Civil rights leader Bayard Rustin
Civil rights leader Bayard Rustin

 
1706 – Castration is no longer a penalty for sodomy in Pennsylvania.

1829 – William Maxwell is the last English sailor to be hanged for sodomy.

1868 – Colorado prohibits individuals convicted of sodomy from voting, holding office, jury service, and giving testimony.

1913 – Oregon amends its sodomy law, expanding it to include all acts “sexual perversity,” including erotica. (By contrast, 100 years later, Portland’s X-rated open mic night “Dirty Queer” celebrates its 6th anniversary.)

1919 – The California Supreme Court strikes down a law against fellatio and cunnilingus because it is concerned people don’t know what the Latin words mean. This stands for five years until (in January 1924) an appellate court rules that the English-language euphemistic expression “an assault to commit the crime against nature” works because everyone totally knows what that means.

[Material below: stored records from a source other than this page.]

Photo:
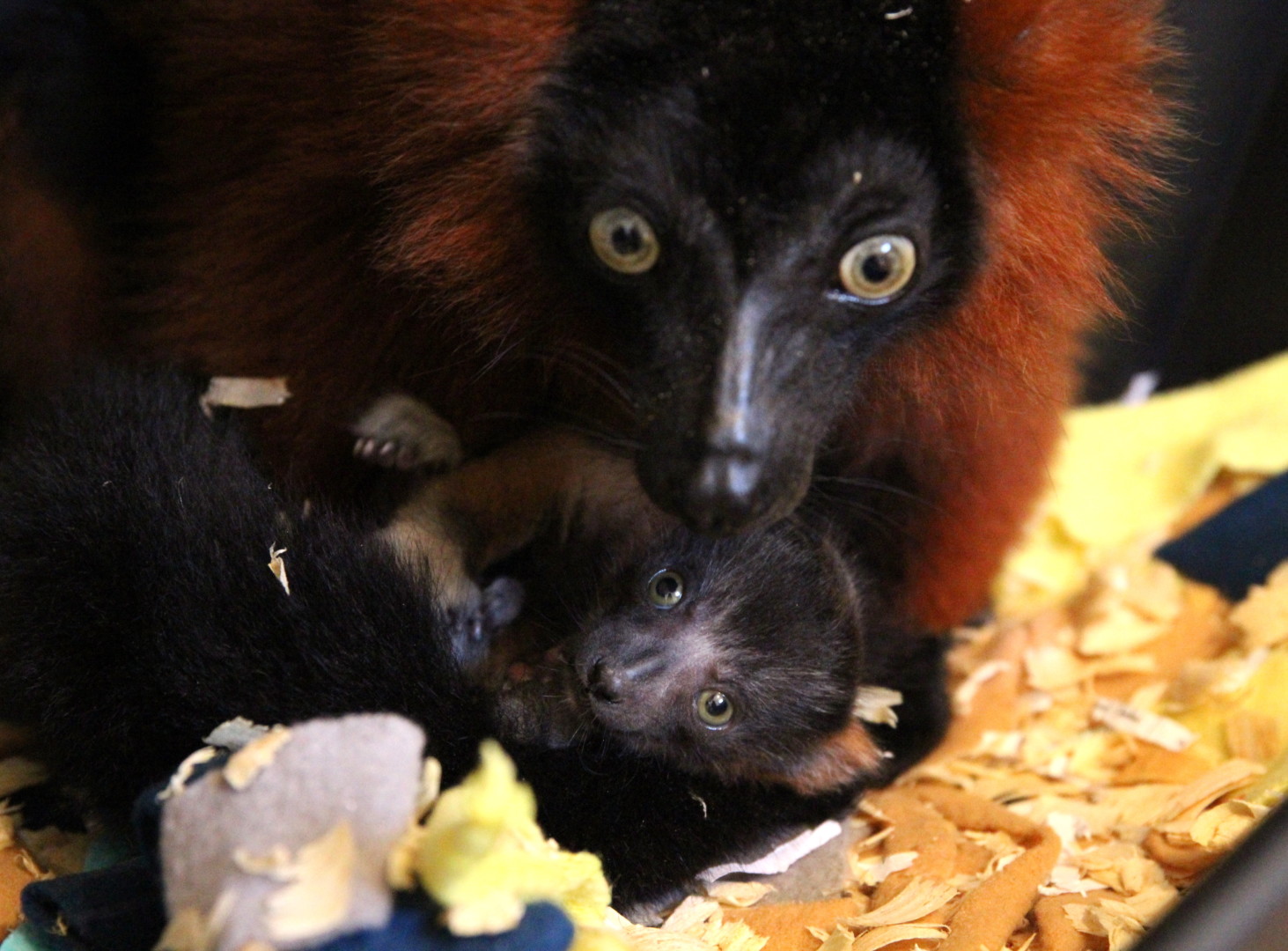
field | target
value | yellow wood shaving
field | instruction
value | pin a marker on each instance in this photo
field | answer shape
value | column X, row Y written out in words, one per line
column 491, row 914
column 692, row 911
column 917, row 900
column 872, row 870
column 656, row 940
column 1223, row 826
column 1262, row 616
column 186, row 931
column 180, row 776
column 965, row 694
column 1252, row 736
column 244, row 766
column 1143, row 725
column 731, row 936
column 840, row 940
column 889, row 934
column 1227, row 778
column 431, row 785
column 1109, row 919
column 317, row 898
column 1117, row 631
column 245, row 392
column 278, row 567
column 878, row 705
column 277, row 864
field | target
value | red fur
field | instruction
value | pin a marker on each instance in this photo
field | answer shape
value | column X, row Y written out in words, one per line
column 1064, row 117
column 845, row 758
column 388, row 149
column 389, row 152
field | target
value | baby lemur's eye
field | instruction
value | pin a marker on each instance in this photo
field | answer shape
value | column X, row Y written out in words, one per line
column 715, row 709
column 623, row 240
column 879, row 267
column 666, row 589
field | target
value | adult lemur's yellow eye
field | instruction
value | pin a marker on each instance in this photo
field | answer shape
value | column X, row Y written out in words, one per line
column 623, row 240
column 715, row 709
column 666, row 589
column 879, row 267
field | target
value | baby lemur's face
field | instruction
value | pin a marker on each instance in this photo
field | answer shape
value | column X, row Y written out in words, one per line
column 739, row 658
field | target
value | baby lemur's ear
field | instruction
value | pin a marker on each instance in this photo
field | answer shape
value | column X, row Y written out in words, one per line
column 842, row 759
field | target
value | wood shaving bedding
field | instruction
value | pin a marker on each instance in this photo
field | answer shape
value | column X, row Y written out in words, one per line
column 1104, row 754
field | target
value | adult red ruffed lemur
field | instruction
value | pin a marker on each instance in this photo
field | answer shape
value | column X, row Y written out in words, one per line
column 755, row 241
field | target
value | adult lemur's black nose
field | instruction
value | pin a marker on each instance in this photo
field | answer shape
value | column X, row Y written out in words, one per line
column 724, row 494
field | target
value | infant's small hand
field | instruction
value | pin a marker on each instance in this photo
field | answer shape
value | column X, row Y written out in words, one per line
column 400, row 431
column 475, row 620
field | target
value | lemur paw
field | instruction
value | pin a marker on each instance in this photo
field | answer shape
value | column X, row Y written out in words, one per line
column 400, row 431
column 475, row 623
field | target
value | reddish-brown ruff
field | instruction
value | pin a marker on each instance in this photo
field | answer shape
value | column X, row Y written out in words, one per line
column 1064, row 120
column 344, row 209
column 50, row 280
column 345, row 213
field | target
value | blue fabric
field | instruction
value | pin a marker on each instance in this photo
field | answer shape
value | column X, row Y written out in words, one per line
column 114, row 909
column 544, row 928
column 1238, row 547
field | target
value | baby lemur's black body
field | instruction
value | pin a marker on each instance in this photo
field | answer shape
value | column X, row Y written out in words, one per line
column 138, row 611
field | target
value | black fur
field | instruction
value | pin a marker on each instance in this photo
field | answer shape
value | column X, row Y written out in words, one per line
column 138, row 611
column 732, row 129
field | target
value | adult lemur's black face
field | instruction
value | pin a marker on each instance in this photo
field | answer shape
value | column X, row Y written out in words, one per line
column 751, row 211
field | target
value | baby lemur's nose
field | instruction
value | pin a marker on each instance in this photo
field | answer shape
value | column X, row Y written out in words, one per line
column 614, row 681
column 606, row 683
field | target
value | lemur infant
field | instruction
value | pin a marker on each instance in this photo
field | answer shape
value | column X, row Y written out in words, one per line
column 740, row 658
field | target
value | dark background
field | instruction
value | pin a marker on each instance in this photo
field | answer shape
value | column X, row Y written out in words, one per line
column 1209, row 291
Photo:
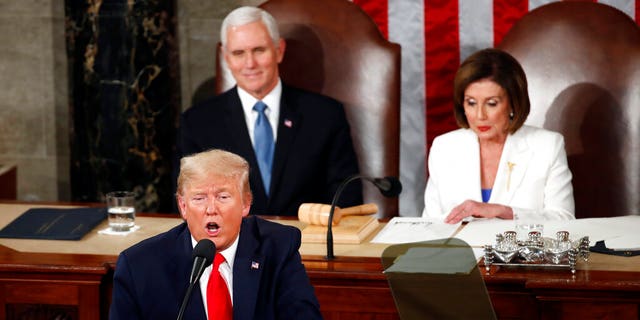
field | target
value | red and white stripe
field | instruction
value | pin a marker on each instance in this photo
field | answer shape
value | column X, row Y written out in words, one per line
column 435, row 36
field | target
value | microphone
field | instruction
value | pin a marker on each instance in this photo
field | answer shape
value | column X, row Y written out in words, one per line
column 388, row 186
column 203, row 254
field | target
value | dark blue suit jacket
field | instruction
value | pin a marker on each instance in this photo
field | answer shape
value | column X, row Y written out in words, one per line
column 152, row 277
column 314, row 152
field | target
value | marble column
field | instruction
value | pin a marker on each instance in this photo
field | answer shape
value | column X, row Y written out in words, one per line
column 125, row 96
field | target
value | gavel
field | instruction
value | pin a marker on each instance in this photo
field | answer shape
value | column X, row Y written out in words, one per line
column 318, row 213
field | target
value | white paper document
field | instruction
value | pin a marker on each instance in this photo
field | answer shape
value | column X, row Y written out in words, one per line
column 414, row 229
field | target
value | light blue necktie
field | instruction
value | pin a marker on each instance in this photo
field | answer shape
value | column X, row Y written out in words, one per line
column 263, row 144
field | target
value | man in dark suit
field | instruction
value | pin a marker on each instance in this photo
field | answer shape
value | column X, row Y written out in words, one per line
column 262, row 268
column 311, row 151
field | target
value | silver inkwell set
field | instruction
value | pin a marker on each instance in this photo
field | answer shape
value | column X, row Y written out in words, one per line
column 536, row 251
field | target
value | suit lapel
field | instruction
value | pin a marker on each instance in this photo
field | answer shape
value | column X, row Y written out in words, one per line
column 468, row 167
column 237, row 126
column 247, row 271
column 288, row 126
column 513, row 166
column 182, row 265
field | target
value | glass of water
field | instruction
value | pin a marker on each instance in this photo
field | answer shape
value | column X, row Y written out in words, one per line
column 122, row 210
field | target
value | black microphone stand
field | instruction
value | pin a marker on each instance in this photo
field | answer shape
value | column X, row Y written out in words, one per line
column 336, row 196
column 185, row 300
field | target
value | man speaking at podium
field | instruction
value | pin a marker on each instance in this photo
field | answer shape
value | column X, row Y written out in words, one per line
column 257, row 272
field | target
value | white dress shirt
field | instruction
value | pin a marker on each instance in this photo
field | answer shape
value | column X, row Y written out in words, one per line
column 225, row 269
column 272, row 100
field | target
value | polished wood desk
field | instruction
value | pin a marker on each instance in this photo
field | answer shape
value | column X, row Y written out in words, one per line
column 72, row 280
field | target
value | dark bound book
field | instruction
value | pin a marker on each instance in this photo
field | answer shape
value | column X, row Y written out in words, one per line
column 54, row 224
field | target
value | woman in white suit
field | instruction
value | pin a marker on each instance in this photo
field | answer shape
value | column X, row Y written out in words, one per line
column 494, row 166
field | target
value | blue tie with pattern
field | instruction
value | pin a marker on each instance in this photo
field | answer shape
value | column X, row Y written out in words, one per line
column 263, row 144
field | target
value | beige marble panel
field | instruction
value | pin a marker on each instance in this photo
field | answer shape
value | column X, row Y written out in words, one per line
column 37, row 179
column 33, row 8
column 28, row 117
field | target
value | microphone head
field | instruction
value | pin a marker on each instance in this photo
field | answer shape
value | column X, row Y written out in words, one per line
column 389, row 186
column 206, row 249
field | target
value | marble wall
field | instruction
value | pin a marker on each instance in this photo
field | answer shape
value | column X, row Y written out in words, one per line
column 125, row 99
column 34, row 122
column 39, row 99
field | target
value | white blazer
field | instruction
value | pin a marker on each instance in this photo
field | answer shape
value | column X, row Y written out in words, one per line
column 533, row 177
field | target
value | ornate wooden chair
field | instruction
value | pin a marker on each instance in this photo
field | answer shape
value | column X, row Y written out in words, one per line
column 582, row 61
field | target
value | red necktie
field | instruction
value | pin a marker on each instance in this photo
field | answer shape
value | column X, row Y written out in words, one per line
column 218, row 299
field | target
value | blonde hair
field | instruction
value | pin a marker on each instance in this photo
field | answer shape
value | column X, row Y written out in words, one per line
column 218, row 163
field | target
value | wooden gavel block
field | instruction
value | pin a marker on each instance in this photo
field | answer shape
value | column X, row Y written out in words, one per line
column 318, row 213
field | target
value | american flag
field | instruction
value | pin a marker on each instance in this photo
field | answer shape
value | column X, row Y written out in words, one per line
column 436, row 35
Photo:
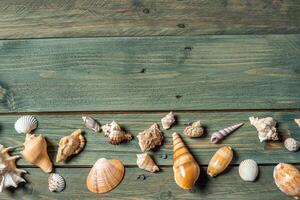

In related news, in 1941 the Rhode Island Supreme Court rules that being called a “cocksucker” in anger is not slander … without actually using the word “cocksucker” in the opinion. Instead, it calls the word “a filthy term meaning coition by one man with another per os.”

1949 – The Utah Supreme Court argues in favor of “treatment” for homosexuality rather than penalties for sodomy in the first such opinion in the United States to reference sexologist Alfred Kinsey.

1952 – The Montana Supreme Court rules that spanking is not sodomy, and therefore not illegal.

1953 – Civil rights leader Bayard Rustin is arrested for having sex with another man in Los Angeles.

1957 – A Montana man gets a retrial after the state’s Supreme Court rules his sodomy conviction was based solely on the fact that he spent a lot of time with his partner. In other words, he seemed gay so they figured he must be breaking the law.

1957 – The American Civil Liberties Union writes in a position paper that it supports sodomy laws.

1958 – A Texas appellate court says the state can try sodomy defendants without an attorney.

1961 – The New Jersey Supreme Court adds practicing law to the list of things gay people can’t do when it suspends an attorney who had gay sex until he is “cured” of his homosexuality.

1992 – The Idaho Court of Appeals says that life in prison is a permissible and acceptable punishment for private, consensual sodomy.

Compiled by Erin Rook. Source: The Sodomy Calendar, Gay and Lesbian Archives of the Pacific Northwest.